Manifestações tomam capitais contra projetos de anistia e blindagem parlamentar
Brasil vê atos em todas as capitais contra propostas que favorecem parlamentares e anistiam golpistas

Luciano Meira
Multidões ocuparam neste domingo (21) as ruas das 27 capitais brasileiras e dezenas de cidades em protestos contra o avanço de projetos considerados blindagem para parlamentares e a anistia de envolvidos nos atos golpistas de 8 de janeiro de 2023. Os manifestantes exigiram responsabilidade e cobraram compromisso do Congresso Nacional com a democracia.
Os atos foram organizados por movimentos sociais, sindicatos, partidos políticos e receberam o apoio de diversos artistas brasileiros. Em São Paulo, mais de 42 mil pessoas ocuparam a Avenida Paulista, enquanto milhares foram às ruas em cidades como Rio de Janeiro, Belo Horizonte, Salvador, Recife, Brasília e Manaus. As manifestações transcorreram de forma pacífica.
Líderes de partidos de esquerda, como PT, PSOL, PCdoB e PSB, compareceram às manifestações, lado a lado com representantes da sociedade civil.

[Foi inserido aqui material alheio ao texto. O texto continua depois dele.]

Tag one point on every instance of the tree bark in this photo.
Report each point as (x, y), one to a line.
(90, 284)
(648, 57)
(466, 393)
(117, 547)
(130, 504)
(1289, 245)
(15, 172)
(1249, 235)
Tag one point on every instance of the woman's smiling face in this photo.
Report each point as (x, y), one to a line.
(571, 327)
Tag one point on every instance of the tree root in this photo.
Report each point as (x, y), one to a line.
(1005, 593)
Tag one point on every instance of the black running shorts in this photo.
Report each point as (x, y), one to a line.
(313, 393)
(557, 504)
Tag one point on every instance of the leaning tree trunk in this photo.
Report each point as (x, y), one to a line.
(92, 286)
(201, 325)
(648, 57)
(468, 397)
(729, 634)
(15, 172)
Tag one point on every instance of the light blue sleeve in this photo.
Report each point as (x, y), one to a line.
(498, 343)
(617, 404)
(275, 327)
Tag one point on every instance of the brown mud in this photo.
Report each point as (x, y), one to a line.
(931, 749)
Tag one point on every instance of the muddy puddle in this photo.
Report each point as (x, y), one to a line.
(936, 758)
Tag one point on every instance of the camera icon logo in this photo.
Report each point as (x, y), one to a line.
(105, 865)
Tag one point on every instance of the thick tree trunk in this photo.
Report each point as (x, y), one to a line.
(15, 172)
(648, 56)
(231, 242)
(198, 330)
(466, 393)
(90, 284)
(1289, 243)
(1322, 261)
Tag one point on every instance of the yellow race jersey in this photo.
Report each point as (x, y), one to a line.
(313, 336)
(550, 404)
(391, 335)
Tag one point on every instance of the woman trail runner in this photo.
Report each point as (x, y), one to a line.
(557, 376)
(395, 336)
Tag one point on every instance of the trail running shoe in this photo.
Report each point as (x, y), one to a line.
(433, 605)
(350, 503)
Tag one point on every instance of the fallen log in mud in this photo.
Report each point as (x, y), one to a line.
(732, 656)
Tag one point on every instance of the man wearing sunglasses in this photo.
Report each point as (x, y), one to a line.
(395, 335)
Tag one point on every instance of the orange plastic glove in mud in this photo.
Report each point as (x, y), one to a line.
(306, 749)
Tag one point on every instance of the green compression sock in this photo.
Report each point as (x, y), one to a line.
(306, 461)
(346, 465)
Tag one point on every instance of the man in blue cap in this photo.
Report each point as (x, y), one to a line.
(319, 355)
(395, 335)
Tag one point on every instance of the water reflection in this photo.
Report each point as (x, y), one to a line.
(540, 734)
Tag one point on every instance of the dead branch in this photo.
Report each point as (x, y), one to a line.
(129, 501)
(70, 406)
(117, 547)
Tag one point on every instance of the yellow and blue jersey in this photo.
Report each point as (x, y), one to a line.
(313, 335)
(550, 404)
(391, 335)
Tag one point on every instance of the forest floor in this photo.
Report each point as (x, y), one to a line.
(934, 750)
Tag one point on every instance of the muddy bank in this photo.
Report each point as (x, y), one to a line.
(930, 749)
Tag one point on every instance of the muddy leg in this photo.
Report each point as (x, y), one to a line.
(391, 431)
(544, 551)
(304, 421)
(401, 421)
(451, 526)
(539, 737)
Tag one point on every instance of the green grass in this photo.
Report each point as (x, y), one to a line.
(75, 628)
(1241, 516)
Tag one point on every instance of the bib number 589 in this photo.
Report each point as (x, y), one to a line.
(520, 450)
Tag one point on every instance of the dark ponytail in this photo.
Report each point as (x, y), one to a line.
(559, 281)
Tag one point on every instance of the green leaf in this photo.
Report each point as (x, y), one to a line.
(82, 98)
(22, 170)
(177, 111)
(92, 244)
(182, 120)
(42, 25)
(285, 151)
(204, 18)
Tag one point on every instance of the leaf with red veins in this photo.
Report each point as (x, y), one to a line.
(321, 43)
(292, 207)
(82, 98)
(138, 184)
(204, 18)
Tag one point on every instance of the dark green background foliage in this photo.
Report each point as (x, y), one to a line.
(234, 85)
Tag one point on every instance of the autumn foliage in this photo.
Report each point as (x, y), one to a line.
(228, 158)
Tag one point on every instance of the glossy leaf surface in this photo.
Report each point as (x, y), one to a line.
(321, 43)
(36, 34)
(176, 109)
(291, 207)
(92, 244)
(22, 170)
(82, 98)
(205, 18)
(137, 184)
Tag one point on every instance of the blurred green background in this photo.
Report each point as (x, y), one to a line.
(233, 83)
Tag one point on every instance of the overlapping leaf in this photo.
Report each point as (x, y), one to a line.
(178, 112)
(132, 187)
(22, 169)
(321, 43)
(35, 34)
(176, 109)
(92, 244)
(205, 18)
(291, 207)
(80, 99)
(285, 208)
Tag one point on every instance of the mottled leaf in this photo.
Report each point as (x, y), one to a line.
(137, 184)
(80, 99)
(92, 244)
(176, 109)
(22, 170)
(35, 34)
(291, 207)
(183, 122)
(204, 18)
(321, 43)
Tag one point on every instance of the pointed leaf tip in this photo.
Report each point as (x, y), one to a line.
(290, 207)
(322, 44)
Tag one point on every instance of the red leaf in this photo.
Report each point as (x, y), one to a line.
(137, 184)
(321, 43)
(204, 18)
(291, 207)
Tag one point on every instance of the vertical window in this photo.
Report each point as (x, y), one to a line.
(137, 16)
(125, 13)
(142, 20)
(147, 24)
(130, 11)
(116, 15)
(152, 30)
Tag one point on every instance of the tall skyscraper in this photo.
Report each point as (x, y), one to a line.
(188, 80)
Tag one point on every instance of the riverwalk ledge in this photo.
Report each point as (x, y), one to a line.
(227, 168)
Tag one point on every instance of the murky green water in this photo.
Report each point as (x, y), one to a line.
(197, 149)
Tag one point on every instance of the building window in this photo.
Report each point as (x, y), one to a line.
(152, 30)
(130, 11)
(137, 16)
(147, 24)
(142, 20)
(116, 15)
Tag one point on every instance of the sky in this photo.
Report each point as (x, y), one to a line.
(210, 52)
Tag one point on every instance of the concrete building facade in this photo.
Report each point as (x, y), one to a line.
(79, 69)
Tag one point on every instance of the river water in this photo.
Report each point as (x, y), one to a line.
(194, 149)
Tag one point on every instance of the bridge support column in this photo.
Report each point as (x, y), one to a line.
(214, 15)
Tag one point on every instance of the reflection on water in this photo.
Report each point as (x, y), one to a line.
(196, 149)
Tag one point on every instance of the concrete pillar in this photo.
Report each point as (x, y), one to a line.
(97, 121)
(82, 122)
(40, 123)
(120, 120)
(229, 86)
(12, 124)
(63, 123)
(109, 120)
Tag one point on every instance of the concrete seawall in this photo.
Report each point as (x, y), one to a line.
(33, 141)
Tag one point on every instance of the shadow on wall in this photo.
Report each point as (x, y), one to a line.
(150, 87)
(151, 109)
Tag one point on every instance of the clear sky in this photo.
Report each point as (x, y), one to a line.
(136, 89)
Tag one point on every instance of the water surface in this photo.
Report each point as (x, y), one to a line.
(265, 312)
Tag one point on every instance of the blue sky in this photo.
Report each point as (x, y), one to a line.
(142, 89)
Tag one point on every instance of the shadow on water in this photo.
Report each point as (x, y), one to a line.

Shows de músicos como Caetano Veloso, Gilberto Gil, Djavan e Chico Buarque puxaram ainda mais a atenção para os protestos, mostrando a amplitude do descontentamento.
O que é a PEC da Blindagem?
Chamada oficialmente de Proposta de Emenda à Constituição (PEC) 3/2021, a chamada “PEC da Blindagem” e popularmente batizada de “PEC da Bandidagem” já foi aprovada pela Câmara dos Deputados e seguirá agora para votação no Senado. O texto prevê que qualquer abertura de ação penal contra deputados e senadores dependa de autorização prévia e em votação secreta pelas casas legislativas. Outro ponto polêmico é o fortalecimento do foro privilegiado, inclusive para presidentes de partidos, dificultando investigações e ações penais contra congressistas.
Especialistas e entidades de combate à corrupção alertam que a medida pode representar um retrocesso nos mecanismos de responsabilização por crimes como desvio de emendas parlamentares, facilitando práticas ilícitas e minando a transparência.
A mobilização também centrou suas críticas no avanço do Projeto de Lei 2162/2023, que tramita em regime de urgência, com apoio de parte expressiva da bancada bolsonarista. O texto propõe perdão legal a envolvidos nos protestos antidemocráticos que culminaram na invasão e depredação dos prédios dos Três Poderes em Brasília, após a eleição de 2022. A urgência aprovada faz com que o projeto possa ser votado diretamente no plenário da Câmara a qualquer momento, sem passar por comissões.
Aliados do ex-presidente Jair Bolsonaro pretendem incluir o próprio na anistia, mesmo após sua condenação pelo Supremo Tribunal Federal a mais de 27 anos de prisão. Setores contrários à medida enxergam o projeto como uma tentativa de apagar crimes contra a democracia brasileira, minando princípios básicos de responsabilização e justiça.
Os protestos do dia 21 de setembro refletem uma crescente insatisfação popular diante do que muitos consideram movimentos do Congresso para proteger seus próprios membros de investigações criminais e garantir a impunidade para crimes graves contra o Estado Democrático de Direito. Cartazes com frases como “sem anistia” e “o Brasil é nosso” sintetizaram o espírito dos atos.
No recente roteiro tragicômico das manifestações brasileiras, setembro conseguiu superar até os roteiristas mais ousados do cinema nacional. No dia 7, bolsonaristas, no auge do fervor da defesa dos golpistas, decidiram que o melhor símbolo para o Dia da Independência do Brasil seria uma gigantesca bandeira dos Estados Unidos—afinal, quem nunca confundiu Brasília com Washington, não é mesmo? Já ontem, em um twist digno de novela das nove, os manifestantes contrários à anistia e à blindagem estenderam bandeiras do Brasil e bradaram pela soberania nacional, deixando claro de que lado cada grupo está.
Analistas avaliam que essa mobilização nacional pode pressionar o Senado e influenciar os rumos dos projetos em debate. Enquanto setores do Congresso falam em “pacificação nacional”, participantes das manifestações destacam que não há democracia sem responsabilização e transparência.